Remember back in 2005, how George Bush and his acolytes provided us with a series of “purple finger moments”, using the record of the three successive nationwide polls that the US and UN had organized in Iraq as “proof” that the US invasion had led to democracy there?
I was reminded of that when Robert Mugabe produced his country’s own “purple finger moment” in recent days…
Elections on their own do not a democracy make.
In Iraq, the last of those three polls, in December 2005, cemented in place a very heavily sectarianized party system in the country. And because the US occupiers had previously demolished just about all of Iraq’s institutions of national administration and governance, the elected leaders had no levers through which they could even have hoped to govern their country. People should look at Roland Paris’s important work on post-conflict priorities, in which he concludes that the best approach is “institutionalization before liberalization.” What Bremer and Co did was quite a novel approach: “institution destruction before liberalization.” Almost enough to give the whole project of political (and economic) liberalization a bad name.

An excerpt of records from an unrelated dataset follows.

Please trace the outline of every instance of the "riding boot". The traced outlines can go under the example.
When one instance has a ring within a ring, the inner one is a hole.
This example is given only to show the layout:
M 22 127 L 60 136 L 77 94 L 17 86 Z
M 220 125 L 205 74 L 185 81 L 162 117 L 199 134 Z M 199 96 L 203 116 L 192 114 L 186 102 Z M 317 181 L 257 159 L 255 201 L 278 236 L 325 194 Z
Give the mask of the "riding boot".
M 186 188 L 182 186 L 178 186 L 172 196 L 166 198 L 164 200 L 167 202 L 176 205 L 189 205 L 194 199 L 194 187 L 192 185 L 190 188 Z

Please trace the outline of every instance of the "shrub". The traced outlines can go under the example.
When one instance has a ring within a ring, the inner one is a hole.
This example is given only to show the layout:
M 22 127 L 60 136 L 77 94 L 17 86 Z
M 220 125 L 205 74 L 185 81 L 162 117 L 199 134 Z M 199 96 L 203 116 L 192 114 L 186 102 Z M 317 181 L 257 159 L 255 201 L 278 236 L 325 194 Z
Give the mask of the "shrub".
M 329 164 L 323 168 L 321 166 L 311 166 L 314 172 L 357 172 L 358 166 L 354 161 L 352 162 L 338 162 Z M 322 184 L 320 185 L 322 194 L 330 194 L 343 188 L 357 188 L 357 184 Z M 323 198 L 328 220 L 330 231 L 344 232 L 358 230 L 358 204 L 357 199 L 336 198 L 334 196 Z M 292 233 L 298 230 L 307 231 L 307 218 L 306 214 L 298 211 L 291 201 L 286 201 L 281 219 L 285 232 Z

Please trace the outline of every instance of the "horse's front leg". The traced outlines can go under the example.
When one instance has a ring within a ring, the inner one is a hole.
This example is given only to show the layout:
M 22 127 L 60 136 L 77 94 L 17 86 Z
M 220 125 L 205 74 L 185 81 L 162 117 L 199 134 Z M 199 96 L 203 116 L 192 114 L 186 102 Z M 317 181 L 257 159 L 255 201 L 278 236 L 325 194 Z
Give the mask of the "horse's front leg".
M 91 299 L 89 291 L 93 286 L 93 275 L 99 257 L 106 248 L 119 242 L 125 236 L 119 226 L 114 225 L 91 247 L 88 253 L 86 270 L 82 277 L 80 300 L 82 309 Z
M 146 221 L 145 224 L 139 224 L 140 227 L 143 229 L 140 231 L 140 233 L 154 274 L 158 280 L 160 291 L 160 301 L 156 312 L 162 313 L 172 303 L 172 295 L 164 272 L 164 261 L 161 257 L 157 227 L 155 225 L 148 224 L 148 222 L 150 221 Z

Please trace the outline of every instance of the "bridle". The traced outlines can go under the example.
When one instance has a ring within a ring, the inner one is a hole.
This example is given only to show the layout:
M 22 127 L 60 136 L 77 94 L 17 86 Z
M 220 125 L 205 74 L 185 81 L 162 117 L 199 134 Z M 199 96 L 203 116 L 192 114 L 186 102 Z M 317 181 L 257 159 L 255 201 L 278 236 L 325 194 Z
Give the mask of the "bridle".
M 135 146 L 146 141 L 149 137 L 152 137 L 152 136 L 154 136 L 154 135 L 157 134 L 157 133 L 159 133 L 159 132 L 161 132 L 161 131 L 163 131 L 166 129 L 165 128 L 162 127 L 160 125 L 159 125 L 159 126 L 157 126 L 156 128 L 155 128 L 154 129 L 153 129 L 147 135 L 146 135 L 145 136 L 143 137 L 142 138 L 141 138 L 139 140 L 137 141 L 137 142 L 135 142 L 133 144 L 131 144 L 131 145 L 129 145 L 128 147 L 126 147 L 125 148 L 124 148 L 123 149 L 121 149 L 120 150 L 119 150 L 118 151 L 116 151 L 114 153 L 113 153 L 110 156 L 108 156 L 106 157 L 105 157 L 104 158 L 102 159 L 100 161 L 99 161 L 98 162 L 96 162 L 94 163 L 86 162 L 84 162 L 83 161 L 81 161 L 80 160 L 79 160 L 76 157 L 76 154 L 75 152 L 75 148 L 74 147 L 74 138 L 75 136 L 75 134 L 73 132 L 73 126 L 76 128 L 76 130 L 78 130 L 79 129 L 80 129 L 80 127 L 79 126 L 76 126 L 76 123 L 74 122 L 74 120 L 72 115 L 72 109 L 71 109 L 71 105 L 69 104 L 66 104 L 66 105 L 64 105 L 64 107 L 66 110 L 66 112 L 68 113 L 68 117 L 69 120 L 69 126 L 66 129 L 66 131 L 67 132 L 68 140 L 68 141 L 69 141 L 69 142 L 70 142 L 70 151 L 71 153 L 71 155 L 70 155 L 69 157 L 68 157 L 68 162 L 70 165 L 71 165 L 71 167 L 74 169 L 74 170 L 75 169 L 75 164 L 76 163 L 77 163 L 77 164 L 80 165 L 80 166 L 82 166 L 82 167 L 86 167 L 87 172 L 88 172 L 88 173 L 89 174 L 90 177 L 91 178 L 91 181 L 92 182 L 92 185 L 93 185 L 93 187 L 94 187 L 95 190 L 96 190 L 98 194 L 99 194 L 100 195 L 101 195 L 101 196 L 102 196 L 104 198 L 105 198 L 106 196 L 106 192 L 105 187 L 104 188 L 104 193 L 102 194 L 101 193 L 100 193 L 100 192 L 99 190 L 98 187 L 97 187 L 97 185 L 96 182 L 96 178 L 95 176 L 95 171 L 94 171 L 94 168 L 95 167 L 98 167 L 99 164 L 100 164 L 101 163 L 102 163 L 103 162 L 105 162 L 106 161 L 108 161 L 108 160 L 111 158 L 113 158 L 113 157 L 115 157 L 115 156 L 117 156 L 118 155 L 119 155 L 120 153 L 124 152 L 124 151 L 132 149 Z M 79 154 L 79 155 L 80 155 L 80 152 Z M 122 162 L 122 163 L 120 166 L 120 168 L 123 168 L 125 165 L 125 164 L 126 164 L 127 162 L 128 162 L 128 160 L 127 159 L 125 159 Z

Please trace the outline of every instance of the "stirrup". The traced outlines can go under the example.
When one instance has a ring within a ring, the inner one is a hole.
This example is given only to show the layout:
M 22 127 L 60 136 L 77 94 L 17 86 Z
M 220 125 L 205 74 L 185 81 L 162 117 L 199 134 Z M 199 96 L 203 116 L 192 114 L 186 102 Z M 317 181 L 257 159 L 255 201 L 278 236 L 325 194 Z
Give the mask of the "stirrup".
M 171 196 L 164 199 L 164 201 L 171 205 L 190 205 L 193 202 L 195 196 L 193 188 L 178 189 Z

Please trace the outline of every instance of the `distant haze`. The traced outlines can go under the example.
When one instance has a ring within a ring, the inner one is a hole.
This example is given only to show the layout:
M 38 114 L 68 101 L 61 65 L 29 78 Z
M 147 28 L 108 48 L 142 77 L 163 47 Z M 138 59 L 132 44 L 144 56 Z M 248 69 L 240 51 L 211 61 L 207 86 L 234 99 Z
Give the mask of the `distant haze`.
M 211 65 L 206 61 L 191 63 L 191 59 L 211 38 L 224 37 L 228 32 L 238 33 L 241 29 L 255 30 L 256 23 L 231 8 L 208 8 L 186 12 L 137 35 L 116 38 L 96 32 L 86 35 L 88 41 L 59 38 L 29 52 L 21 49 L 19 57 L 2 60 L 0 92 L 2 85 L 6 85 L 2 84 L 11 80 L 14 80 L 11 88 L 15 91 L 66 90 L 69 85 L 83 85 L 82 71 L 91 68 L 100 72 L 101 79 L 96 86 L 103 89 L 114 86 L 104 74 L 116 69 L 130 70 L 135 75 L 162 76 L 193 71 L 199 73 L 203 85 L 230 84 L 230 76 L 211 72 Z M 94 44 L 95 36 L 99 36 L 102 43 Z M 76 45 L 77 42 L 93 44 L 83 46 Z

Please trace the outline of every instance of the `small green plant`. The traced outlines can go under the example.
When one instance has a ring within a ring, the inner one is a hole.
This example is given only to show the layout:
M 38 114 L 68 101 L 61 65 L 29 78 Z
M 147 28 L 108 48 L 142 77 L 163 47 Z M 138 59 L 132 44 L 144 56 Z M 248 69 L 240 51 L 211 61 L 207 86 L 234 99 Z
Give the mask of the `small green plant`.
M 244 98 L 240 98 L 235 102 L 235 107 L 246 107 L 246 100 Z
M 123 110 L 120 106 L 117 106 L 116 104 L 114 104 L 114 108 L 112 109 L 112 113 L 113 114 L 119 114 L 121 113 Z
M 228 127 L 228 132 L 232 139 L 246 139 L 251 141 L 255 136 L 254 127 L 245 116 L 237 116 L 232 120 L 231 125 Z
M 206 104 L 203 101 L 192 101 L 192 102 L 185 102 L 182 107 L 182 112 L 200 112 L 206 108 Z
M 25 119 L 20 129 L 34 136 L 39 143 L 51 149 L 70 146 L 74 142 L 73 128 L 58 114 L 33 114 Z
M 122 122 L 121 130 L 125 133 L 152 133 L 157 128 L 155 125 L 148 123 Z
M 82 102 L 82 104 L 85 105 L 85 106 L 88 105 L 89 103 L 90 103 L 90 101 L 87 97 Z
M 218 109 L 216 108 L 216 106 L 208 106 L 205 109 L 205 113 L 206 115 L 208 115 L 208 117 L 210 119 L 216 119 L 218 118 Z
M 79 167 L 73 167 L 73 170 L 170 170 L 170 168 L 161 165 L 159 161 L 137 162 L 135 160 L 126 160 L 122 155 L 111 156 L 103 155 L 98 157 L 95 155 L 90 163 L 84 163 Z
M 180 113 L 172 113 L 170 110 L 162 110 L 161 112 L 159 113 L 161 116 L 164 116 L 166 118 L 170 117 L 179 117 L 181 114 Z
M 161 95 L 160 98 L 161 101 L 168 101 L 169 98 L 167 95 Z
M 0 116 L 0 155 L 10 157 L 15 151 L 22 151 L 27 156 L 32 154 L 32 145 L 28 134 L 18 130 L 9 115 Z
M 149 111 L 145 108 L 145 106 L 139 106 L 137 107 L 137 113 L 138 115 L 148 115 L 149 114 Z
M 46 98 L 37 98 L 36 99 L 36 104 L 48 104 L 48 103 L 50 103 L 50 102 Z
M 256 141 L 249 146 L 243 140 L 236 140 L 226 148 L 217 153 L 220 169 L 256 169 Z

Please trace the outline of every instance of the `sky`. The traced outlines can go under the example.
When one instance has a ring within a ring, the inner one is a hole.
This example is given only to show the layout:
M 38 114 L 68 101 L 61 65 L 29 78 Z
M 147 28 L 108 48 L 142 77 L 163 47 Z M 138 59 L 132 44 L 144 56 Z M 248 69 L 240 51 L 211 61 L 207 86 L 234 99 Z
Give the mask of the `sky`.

Like probably all other Quakers, I am strong adherent of democracy in all forms of decisionmaking. But here’s something worth thinking about: In our own internal governance, we never have votes at all! We decide everything by seeking “the unity of the meeting,” and in the event of differences we simply carry on discussing and deliberating together until we arrive at it. In the event of a lengthy stalemate, the holdouts may choose to “stand aside” and allow a decision they’re uncomfortable with to proceed. (Or they may not.) But our version of democracy is based on the idea that any individual, even if she is only one person in a large gathering, may be the one who has the right idea; and therefore everyone should be fully and respectfully listened to and engaged with.
Maybe in the broader world, that kind of lengthy deliberation is not often possible, and hence voting may– on some basis– be the best way to proceed. Though even then, you want to make very sure you don’t get a “dictatorship of the majority” that rides rough-shod over the concerns and needs of any minority.
In international diplomacy, consensus is nearly always a better way to proceed than through factionalism and voting.
So if voting– and all those purple finger moments– do not, actually, tell us anything particularly useful about whether a country is truly democratic or not, what does democracy actually consist of?
In my view, it rests on two core convictions:
- 1. The conviction that differences of opinion should always be resolved through non-violent and non-coercive means– through deliberation, discussion, and negotiation, rather than through violence or coercion. Voting may (or may not) be a part of this; but the party that “wins” any particular vote has to remain committed to not using violence or coercion against the “minority”; and
2. A deep conviction in the equal worth of every human person. As Jeremy Bentham put it: “Each one counts for one, and only one.” No-one should belong to any special class that is above the law. The views of even the humblest person in society should be sought out, included, and valued.
If we can promulgate adherence to these two principles in all the communities of which we are a part– including the community of all humankind– then surely our communities will flourish!
But the idea that “democracy” can be exported to other countries through violence and war is quite bizarre. War and invasion demonstrate that it is quite okay to resolve policy differences through violence and coercion.